Reklama.
Sondaże są bezlitosne. Według CBOS dobrze pracę Sejmu ocenia zaledwie 18 proc. badanych, a przeciwnego zdania jest 64 proc. respondentów. Wśród powodów wymienia się między innymi walory etyczne parlamentarzystów, zmienność programów poszczególnych ugrupowań i ogólną atmosferę wojny politycznej. Jak się okazuje, problemem może też być nazwa.
– Słowo Sejm po prostu źle się Polakom kojarzy i nawet gdybyśmy stanęli na głowie jako posłowie, już na zawsze pozostanie dla nas obciążeniem – mówi w rozmowie z ASZdziennikiem jeden z wicemarszałków izby.

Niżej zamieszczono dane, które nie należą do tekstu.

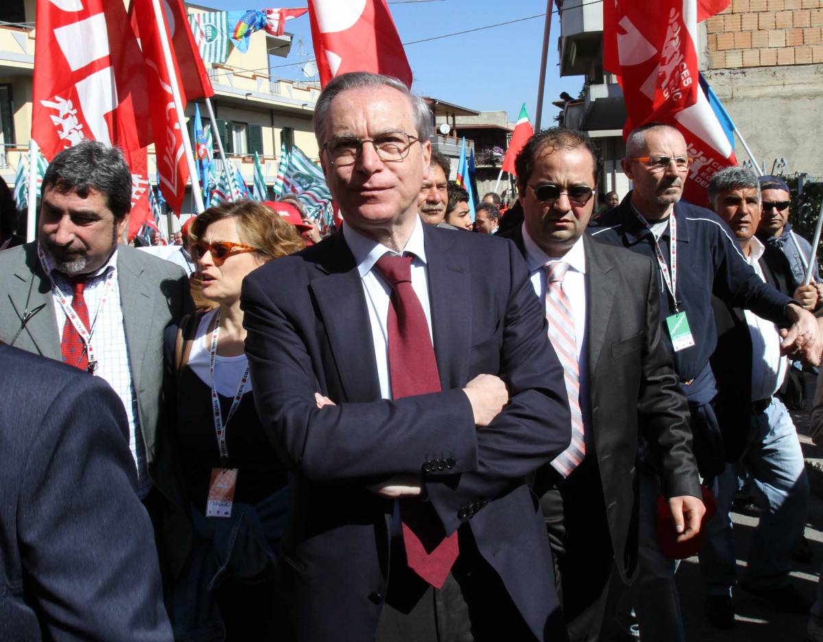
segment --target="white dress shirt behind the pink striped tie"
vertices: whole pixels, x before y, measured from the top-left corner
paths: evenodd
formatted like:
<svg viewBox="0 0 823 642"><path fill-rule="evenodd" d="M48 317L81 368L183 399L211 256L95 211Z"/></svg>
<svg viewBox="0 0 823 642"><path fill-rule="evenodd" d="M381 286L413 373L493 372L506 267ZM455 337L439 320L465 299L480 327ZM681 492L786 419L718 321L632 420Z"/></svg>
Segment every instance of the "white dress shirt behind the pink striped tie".
<svg viewBox="0 0 823 642"><path fill-rule="evenodd" d="M588 452L591 445L591 412L588 407L588 341L586 339L586 253L581 236L571 249L561 257L551 257L532 240L523 225L523 245L526 248L526 264L534 292L546 309L546 265L548 263L568 263L569 269L563 277L560 288L569 300L574 317L574 341L577 344L577 363L580 381L580 412L583 415L584 440Z"/></svg>

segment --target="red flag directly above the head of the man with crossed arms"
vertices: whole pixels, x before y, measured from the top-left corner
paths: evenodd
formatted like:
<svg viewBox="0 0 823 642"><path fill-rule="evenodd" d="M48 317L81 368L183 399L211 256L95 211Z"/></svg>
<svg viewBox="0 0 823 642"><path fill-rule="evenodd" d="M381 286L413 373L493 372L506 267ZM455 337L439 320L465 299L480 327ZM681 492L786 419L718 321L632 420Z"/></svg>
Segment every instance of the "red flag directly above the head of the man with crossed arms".
<svg viewBox="0 0 823 642"><path fill-rule="evenodd" d="M320 85L346 72L393 76L412 86L412 69L386 0L309 0Z"/></svg>

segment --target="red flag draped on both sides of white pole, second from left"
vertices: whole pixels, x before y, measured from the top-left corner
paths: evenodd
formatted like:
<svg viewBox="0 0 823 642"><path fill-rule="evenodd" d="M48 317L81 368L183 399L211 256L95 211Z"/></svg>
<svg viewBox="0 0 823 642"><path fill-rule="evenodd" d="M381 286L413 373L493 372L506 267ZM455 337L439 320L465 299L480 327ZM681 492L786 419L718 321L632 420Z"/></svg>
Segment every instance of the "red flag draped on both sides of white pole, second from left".
<svg viewBox="0 0 823 642"><path fill-rule="evenodd" d="M164 13L164 27L170 42L174 77L177 78L180 98L185 104L214 95L212 82L198 52L194 36L188 26L188 17L181 0L160 0ZM177 110L171 89L171 75L165 64L160 31L157 27L151 0L133 0L132 26L140 39L146 65L146 84L151 95L151 128L155 143L157 179L163 197L178 216L188 184L188 163L185 158L183 132L180 130Z"/></svg>

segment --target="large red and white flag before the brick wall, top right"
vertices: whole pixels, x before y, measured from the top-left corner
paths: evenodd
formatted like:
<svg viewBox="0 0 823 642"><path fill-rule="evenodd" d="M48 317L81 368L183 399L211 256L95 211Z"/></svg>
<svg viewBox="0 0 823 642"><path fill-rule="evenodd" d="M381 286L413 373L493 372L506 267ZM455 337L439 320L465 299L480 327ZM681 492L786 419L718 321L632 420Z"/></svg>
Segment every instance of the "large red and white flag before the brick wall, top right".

Stąd pomysł, by nadać parlamentowi nazwę wywołującą zdecydowanie bardziej pozytywne skojarzenia. Jak się dowiadujemy, głowi się już nad tym jedna z czołowych agencji reklamowych. Sami posłowie mają też i swoje propozycje - w kuluarach mówi się między innymi o "opoce", "radzie" czy po prostu "Polsce". – Nowa nazwa, nowy początek – zapala się nasz rozmówca.
Choć nie padają jeszcze żadne sumy, nieoficjalnie wiadomo, że rebranding tak dużej instytucji może kosztować nawet 100 mln zł.
– Nie potwierdzam i nie zaprzeczam – mówi poseł. – Ale trzeba do tego doliczyć jeszcze koszt kampanii reklamowej nowej instytucji.
To jest ASZdziennik. Wszystkie cytaty i wydarzenia zostały zmyślone.